SPINLOCKS, Part III

Category: Intermediate Development

SPINLOCKS, Part III

Increment/Decrement

In some cases, there are simple and effective alternatives to spinlocks.
Consider the case:

void dec_thread_refcount (Thread *thread)

{
  int new_refcount;

  acquire_spinlock (&(thread -> spinlock));  // lock access to thread -> refcount
  new_refcount = -- (thread -> refcount);    // decrement it, save new value
  release_spinlock (&(thread -> spinlock));  // unlock
  if (new_refcount == 0) kfree (thread);     // if no one is using it anymore, free it
}

Seems like a lot of work acquiring and releasing the spinlock just to decrement the refcount.

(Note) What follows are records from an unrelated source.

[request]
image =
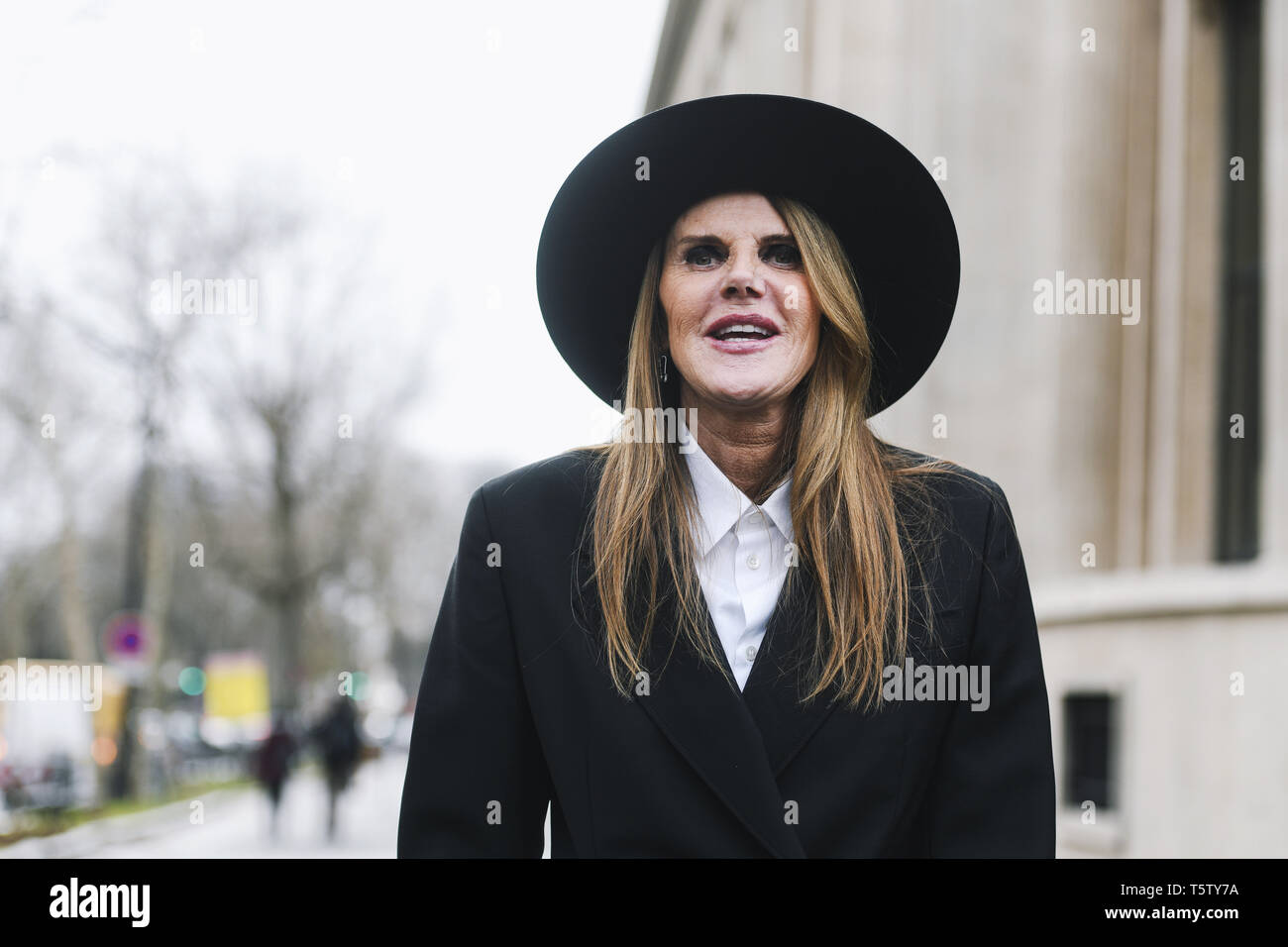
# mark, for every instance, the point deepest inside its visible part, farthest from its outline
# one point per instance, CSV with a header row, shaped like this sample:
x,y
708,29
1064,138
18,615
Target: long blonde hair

Well, remember the 'lock' prefix instruction we used to make the test_and_set thing? We can be a little fancier about it and make a 'dec_and_testz' routine:

int locked_dec_and_testz (int *refcount);  // decrement *refcount, return whether or not it went zero

    .globl locked_dec_and_testz
  locked_dec_and_testz:
    xorl %eax,%eax    # clear all of %eax
    movl 4(%esp),%edx # get pointer to refcount
    lock              # keep other cpu's out of next instruction
    decl (%edx)       # decrement refcount, keeping other cpu's out of refcount
    setz %al          # set %eax=1 if result is zero, set %eax=0 otherwise
    ret               # return %eax as the result

So now we can write:

void dec_thread_refcount (Thread *thread)

{
  if (locked_dec_and_testz (&(thread -> refcount)) {
    kfree (thread);
  }
}

Now this has a little gotcha. 'refcount' must now be thought of as being a variable not protected by a spinlock, but by 'lock instruction prefix' access only! So any modifications to refcount must be done with the lock prefix. So we can no longer:

acquire_spinlock (&(thread -> spinlock));
  (thread -> refcount) ++;
  release_spinlock (&(thread -> spinlock));

... because the locked_dec_and_testz routine might be in progress on another cpu, and our 'spinlock' won't do anything to stop it!
So we have to supply a 'locked_inc' routine:

void locked_inc (int *refcount);

    .globl locked_inc
  locked_inc:
    movl 4(%esp),%edx
    lock
    incl (%edx)
    ret

But we still come out ahead, because there is no possibility of doing any spinning in any of these routines. (The actual spinning is done at the CPU bus level, which is very very fast).

Atomic arithmetic

Now we can generally apply increment/decrement to any single arithmetic operation on a single variable. It is possible to write routines to do add, subtract, or, and, xor, etc, and have the routine return the previous value.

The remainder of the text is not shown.